Vaccination obligatoire pour les agents de santé
Face au scepticisme des populations, le gouvernement a décidé de taper fort, depuis le 1er septembre, en rendant la vaccination obligatoire pour une frange de la population. Sont désormais obligés de se vacciner contre le Covid-19, le personnel médical, paramédical, pharmacien, aide-soignant, de même que le personnel administratif des formations sanitaires publiques et privées, ainsi que le personnel des officines pharmaceutiques.
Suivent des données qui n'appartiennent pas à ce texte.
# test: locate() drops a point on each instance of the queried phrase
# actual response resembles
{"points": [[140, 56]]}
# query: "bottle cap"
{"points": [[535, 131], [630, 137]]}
Il est aussi décidé, entre autres mesures, la suspension de la participation de tout agent de l’administration publique ou employé du secteur privé non vacciné contre le Covid-19, à des rencontres (réunions, ateliers, forums, séminaires, etc.) sur le territoire national.
Le 3 septembre, le ministre de la Santé a invité les responsables, à divers niveaux du ministère, à surseoir à la délivrance d’ordre de mission au profit de tout agent sous leurs ordres, sauf en cas de présentation d’un « pass vaccinal » valide.
Le même jour, le collectif des syndicats du secteur de la santé est monté au créneau pour condamner la décision du gouvernement l’invitant à revoir sa copie et à lever les zones d’ombre par une communication plus scientifique.